Personal information
- Born: 21 July 1933
- Died: 30 November 2020 (aged 87)

Playing information
- Position: Prop
Club
| Years | Team | Pld | T | G | FG | P |
|  | Brothers (Ipswich) |  |  |  |  |  |
Representative
| Years | Team | Pld | T | G | FG | P |
| 1956–62 | Queensland | 14 | 1 | 0 | 0 | 3 |
| 1959–62 | Australia | 8 | 0 | 0 | 0 | 0 |
- Source:
- Relatives: Matt Parcell (grandson)

= Gary Parcell =

Australia international rugby league footballer (1933–2020)

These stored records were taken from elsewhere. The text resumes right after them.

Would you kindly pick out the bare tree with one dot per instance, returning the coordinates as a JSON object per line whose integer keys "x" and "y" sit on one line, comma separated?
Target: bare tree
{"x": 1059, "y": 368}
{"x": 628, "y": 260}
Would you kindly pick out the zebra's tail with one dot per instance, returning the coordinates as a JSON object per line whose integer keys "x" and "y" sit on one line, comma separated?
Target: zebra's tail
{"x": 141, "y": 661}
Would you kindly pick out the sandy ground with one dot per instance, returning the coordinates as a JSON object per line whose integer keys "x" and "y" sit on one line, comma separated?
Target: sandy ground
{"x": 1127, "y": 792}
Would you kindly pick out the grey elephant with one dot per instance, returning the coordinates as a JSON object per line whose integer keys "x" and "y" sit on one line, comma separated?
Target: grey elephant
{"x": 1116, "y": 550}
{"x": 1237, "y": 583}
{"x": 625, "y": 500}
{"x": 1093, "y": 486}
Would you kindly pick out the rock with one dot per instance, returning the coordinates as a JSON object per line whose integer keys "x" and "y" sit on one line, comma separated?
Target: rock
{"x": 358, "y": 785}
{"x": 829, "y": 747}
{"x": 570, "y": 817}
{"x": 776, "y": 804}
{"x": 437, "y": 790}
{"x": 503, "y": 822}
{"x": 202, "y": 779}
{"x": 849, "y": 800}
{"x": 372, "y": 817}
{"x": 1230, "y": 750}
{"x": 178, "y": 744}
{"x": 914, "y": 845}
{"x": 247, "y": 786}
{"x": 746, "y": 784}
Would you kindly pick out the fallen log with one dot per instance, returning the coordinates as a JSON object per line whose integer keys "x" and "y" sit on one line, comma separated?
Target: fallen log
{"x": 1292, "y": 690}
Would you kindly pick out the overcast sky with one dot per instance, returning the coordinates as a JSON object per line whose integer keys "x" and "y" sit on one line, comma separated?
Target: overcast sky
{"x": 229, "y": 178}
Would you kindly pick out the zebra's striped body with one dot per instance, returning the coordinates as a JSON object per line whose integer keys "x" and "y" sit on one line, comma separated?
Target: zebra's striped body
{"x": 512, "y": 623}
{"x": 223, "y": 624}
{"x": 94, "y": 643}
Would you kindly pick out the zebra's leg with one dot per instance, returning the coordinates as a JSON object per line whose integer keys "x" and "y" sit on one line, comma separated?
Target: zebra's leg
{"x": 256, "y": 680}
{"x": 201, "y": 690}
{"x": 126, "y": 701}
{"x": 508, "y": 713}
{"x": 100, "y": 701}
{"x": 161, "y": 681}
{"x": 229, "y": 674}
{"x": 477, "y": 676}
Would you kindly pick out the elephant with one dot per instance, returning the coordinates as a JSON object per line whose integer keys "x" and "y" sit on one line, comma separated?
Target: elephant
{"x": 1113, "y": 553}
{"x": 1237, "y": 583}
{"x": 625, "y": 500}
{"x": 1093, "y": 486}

Gary Parcell was an Australian professional rugby league footballer who played in the 1950s and 1960s. A Queensland interstate and Australia international representative forward, he played his club football in Ipswich for Brothers.

The son of Queensland Maroons forward, Percy Parcell, Gary, like his father, played for the Ipswich Rugby League's Brothers club.

In 1959, Queensland won the interstate series against New South Wales 3–1, but managed only seven players in a Kangaroo touring party of 26. They were Parcell Elton Rasmussen, Jim Paterson, Dud Beattie, Noel Kelly, Barry Muir and Ron Boden, with Boden originally from NSW.

In 1959 Parcell was first selected for the Australian national team, becoming Kangaroo No. 356.

Parcell is the grandfather of current Hull KR player Matt Parcell.